Но выдержка в крупных вещах -- реже появлялась у него в обыденных фактах и сношениях жизни. На европейский взгляд, он, конечно, грешил неровностью своего тона, частой сумрачностью и мог отталкивать от себя многих, но вспышек беспричинного раздражения или того, что называется капризом, я почти никогда не видал у него. Помню одну сцену законного раздражения.

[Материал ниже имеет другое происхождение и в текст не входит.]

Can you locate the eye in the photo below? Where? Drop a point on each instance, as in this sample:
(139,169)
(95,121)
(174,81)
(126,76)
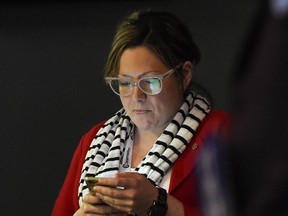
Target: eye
(152,82)
(124,83)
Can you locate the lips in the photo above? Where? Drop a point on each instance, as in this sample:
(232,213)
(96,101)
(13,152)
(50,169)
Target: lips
(139,112)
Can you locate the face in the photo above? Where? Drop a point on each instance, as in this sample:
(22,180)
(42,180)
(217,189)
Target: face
(150,112)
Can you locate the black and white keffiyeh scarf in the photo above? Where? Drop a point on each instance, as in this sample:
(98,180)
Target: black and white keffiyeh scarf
(106,149)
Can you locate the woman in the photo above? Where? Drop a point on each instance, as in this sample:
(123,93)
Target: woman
(145,155)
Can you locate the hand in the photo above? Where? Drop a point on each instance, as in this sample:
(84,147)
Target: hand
(93,206)
(129,192)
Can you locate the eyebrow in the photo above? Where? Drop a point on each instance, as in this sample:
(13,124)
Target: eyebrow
(145,74)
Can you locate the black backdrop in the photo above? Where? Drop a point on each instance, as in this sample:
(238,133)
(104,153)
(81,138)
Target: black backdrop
(52,56)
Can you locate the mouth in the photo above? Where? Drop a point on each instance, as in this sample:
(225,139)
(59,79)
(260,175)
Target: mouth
(141,112)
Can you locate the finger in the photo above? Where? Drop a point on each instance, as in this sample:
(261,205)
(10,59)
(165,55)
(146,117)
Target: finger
(92,199)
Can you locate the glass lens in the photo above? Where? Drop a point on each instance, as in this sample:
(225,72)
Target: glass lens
(121,87)
(150,85)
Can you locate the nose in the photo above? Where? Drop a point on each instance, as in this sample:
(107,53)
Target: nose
(138,95)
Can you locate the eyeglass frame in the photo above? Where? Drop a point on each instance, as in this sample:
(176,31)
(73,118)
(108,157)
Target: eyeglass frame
(160,78)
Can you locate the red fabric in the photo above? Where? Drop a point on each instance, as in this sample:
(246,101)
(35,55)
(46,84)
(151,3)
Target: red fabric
(182,184)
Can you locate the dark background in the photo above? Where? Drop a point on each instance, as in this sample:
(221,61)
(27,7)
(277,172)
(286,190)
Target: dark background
(52,56)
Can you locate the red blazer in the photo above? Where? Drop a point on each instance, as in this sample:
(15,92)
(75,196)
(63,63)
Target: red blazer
(183,185)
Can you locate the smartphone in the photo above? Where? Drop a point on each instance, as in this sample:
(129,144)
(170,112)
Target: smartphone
(91,182)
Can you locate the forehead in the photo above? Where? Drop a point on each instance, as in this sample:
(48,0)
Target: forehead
(139,60)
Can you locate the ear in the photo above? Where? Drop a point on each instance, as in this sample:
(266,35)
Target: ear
(187,70)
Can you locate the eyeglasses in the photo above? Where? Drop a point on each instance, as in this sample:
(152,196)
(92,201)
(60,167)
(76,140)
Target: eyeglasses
(123,86)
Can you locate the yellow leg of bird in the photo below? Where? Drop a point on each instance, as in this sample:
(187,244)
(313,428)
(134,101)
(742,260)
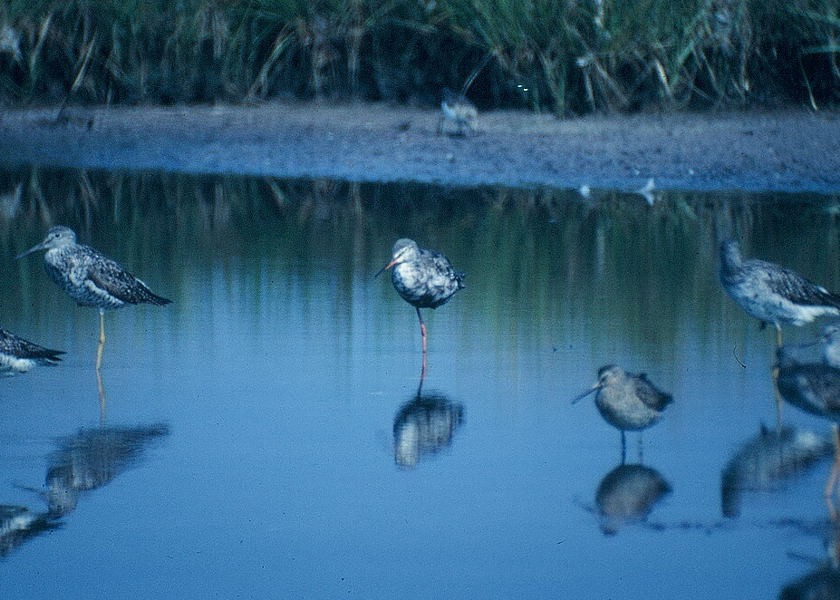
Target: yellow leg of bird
(101,347)
(102,404)
(774,374)
(423,337)
(835,468)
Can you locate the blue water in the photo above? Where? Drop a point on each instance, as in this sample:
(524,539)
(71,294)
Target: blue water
(255,437)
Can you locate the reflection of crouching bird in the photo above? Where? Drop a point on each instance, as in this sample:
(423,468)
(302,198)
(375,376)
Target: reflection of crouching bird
(459,110)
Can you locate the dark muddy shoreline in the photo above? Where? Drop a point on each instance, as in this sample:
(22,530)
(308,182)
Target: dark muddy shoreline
(786,151)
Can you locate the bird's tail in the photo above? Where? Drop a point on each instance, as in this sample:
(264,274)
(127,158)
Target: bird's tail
(49,357)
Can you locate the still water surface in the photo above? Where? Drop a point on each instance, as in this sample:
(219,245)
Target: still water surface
(264,436)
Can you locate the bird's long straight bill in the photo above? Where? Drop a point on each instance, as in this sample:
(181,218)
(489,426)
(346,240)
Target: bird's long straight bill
(30,251)
(385,268)
(585,393)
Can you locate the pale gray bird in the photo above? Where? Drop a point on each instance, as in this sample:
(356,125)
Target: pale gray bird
(424,278)
(91,278)
(772,293)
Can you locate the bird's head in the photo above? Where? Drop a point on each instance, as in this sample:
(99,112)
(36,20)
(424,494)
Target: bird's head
(56,237)
(403,250)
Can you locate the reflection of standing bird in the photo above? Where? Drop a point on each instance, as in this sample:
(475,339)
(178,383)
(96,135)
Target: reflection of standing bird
(18,355)
(772,293)
(627,494)
(425,426)
(91,278)
(424,278)
(766,460)
(459,110)
(627,401)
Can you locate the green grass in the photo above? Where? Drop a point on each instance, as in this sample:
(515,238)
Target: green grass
(565,56)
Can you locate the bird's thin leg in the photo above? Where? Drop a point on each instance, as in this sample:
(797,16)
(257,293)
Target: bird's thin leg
(422,329)
(623,447)
(101,347)
(102,405)
(835,468)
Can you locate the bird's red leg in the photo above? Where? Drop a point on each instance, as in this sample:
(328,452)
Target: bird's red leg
(422,329)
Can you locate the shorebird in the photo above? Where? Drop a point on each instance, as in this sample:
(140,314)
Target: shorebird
(91,278)
(815,389)
(459,110)
(627,401)
(772,293)
(424,278)
(18,355)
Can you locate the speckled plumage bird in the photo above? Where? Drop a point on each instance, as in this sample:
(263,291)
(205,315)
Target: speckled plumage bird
(627,401)
(772,293)
(18,355)
(424,278)
(91,278)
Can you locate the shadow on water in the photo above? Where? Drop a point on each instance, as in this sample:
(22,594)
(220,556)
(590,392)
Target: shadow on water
(81,463)
(765,461)
(425,426)
(627,495)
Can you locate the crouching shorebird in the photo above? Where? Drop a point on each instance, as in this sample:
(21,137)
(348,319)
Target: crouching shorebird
(91,278)
(627,401)
(18,355)
(424,278)
(459,110)
(772,293)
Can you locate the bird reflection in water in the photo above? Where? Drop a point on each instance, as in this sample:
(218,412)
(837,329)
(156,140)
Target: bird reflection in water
(766,460)
(815,389)
(82,462)
(93,458)
(424,426)
(824,581)
(18,525)
(627,495)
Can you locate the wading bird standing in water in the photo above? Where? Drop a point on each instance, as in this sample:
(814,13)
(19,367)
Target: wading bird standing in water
(91,278)
(424,278)
(18,355)
(772,293)
(627,401)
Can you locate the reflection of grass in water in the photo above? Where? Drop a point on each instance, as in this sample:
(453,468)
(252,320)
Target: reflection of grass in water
(561,56)
(542,266)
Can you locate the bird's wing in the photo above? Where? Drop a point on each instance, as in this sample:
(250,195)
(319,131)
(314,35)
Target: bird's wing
(650,395)
(23,348)
(795,287)
(107,276)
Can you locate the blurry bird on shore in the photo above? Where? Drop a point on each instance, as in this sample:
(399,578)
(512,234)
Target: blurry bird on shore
(90,278)
(772,293)
(18,355)
(424,278)
(627,401)
(460,111)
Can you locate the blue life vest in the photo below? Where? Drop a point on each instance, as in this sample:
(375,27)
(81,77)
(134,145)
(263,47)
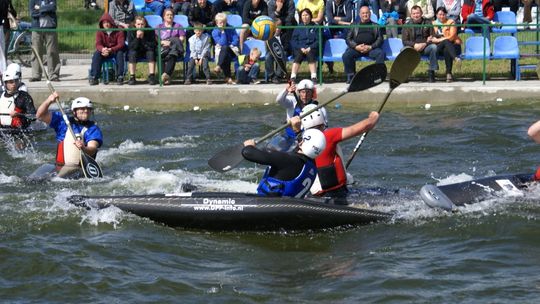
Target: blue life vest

В последние десять лет Некрасова одолевали и лично и письменно просьбами о денежном пособии. Мудреного тут ничего не было: всякий знал, что он человек с хорошими средствами; по всему Петербургу ходили рассказы об его очень больших выигрышах. Но вслед за просьбами пошли и разные виды шантажа, угрозы обличений. Вот одни из таких навязчивых просителен и явился раз в приемный день. Некрасов вышел из кабинета и раздраженно крикнул:
-- Что вам от меня угодно? Вы пристаете ко мне каждый день, пугаете меня; я вам сказал, что больше вам давать ничего не буду!
И потом, обратись к нам (нас было несколько человек), прибавил:
-- Просто житья нет в последнее время! Дошло до того, что дожидаются меня у подъезда и говорят всякие грубости.
Но и в этих случаях у него вырывались ноты не раздраженного только человека, а человека, умеющего дать отпор каждому, и когда следует.